At last, Michigan's government may be ready to rein in Nestlé's mad drive to siphon off public water at pennies a gallon in order to sell bottled water at dollars a pint, as three bills -- HB 5290, HB 5291, and HB 5292 -- would, respectively, bring the state's water under the public trust, ban the sale of bottled water outside of the Great Lakes area, and expand two state agencies' ability to protect public water. I guess right-wingers will squeal about bans and burdensome regulations, but let's read over the first phrase of the first sentence again: is there really nothing wrong with taking the state's public water at pennies a gallon and then selling it as bottled water at dollars a pint? Right-wingers would call that "capitalism," as if any conceivable money-making scheme is moral simply because it makes someone some money. But I would call it "stealing," and assert that ensuring everyone can have access to clean water is actually moral. Hence Sum of Us helps you tell Michigan state legislators to protect their state's public water.

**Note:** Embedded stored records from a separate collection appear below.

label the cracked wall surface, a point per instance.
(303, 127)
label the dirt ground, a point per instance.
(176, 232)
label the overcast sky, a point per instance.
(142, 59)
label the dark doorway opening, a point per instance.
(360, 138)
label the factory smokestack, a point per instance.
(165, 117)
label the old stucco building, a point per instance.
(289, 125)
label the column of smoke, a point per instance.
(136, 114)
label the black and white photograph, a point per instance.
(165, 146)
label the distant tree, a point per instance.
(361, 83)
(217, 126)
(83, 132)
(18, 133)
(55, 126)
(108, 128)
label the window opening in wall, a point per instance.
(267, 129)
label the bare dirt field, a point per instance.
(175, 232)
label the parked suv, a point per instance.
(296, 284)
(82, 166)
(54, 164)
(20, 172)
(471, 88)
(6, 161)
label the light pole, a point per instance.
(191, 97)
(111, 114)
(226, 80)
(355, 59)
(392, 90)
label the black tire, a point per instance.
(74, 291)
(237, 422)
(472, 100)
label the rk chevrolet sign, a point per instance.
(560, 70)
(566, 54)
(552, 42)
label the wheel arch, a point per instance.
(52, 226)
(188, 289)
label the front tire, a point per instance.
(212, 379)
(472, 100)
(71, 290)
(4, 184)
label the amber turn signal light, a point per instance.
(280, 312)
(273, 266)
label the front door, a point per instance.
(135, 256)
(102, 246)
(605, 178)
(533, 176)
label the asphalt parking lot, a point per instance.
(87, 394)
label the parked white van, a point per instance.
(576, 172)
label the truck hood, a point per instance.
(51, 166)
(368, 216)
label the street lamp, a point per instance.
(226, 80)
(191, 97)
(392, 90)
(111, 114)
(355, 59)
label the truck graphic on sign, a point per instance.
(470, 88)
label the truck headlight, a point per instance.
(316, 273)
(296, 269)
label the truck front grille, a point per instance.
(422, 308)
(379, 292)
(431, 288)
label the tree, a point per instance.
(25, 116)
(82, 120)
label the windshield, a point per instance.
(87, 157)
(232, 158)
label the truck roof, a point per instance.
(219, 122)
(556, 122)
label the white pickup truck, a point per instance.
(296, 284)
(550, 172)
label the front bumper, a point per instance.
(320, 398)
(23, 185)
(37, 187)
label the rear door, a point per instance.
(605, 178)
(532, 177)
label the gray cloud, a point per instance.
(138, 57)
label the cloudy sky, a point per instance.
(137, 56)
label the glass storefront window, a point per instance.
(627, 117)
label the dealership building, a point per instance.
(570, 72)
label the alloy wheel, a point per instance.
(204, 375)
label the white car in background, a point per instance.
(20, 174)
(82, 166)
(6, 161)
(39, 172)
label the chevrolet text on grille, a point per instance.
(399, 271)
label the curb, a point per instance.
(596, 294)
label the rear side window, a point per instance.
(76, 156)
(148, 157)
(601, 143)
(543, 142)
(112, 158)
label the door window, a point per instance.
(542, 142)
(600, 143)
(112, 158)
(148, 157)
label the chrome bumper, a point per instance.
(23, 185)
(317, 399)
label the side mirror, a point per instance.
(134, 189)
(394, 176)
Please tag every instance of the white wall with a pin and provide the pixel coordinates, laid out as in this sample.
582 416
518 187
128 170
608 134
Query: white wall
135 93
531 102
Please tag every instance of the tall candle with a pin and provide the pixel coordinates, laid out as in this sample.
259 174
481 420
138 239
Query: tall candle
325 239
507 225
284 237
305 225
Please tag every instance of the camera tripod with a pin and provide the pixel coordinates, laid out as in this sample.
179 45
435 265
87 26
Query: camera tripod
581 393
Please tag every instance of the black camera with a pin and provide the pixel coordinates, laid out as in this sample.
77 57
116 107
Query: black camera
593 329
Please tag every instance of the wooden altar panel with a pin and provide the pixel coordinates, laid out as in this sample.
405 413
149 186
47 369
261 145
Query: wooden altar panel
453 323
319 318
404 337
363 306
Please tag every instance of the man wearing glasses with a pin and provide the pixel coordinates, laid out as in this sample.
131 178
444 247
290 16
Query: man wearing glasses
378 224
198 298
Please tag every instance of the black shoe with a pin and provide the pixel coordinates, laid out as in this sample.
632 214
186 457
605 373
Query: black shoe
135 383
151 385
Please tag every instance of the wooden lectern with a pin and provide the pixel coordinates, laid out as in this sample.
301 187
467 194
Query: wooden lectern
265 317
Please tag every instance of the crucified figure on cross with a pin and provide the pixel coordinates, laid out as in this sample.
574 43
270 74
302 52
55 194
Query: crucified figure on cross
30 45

Meanwhile, our Administration wants to expand "religious" exemptions under Title IX far beyond what common sense would require. Currently Title IX -- which states that "(n)o person in the United States shall, on the basis of sex, be excluded from participation in, be denied the benefits of, or be subjected to discrimination under any education program or activity receiving Federal financial assistance" -- carves out limited exceptions for religious schools, but our Administration would of course allow anyone to claim any sort of exception based merely on their own "religious" "conscience." And when I tell them the kind of world my "religious" "conscience" would entitle me to have -- I've spoken about that matter at some length -- I bet they'd rush to tell me "well, that's different," or "your conscience is worse than my conscience!" At which point reasonable people would agree that Title IX should stay the way it is. So the National Women's Law Center helps you tell our Department of Education to scuttle its own pro-discrimination proposal to essentially gut Title IX.
Finally, you know facial recognition is evil technology, not just because it's one more tool that unscrupulous governmental and corporate actors use to snoop on good Americans, but also because it's bad at its stated purpose, all too frequently mixing black people up even more than your Tea Party uncle does. But tech corporations keep trying to find new markets for their lousy wares, and now they're eyeing schools. Can you say "school-to-prison pipeline," boys and girls? You would think that the debacle at the Iowa Democratic Presidential Caucus this past week would give bad "technological solutions" a permanent black eye, but then politicians of both parties love bad technology, and the big campaign donation money that inevitably comes with it. On the other hand, those of us who love freedom can tell our Congressfolk to prohibit schools from using facial recognition technology, as Demand Progress helps us do. Hey, we're never going to get them to do the right thing if we don't tell them to do the right thing.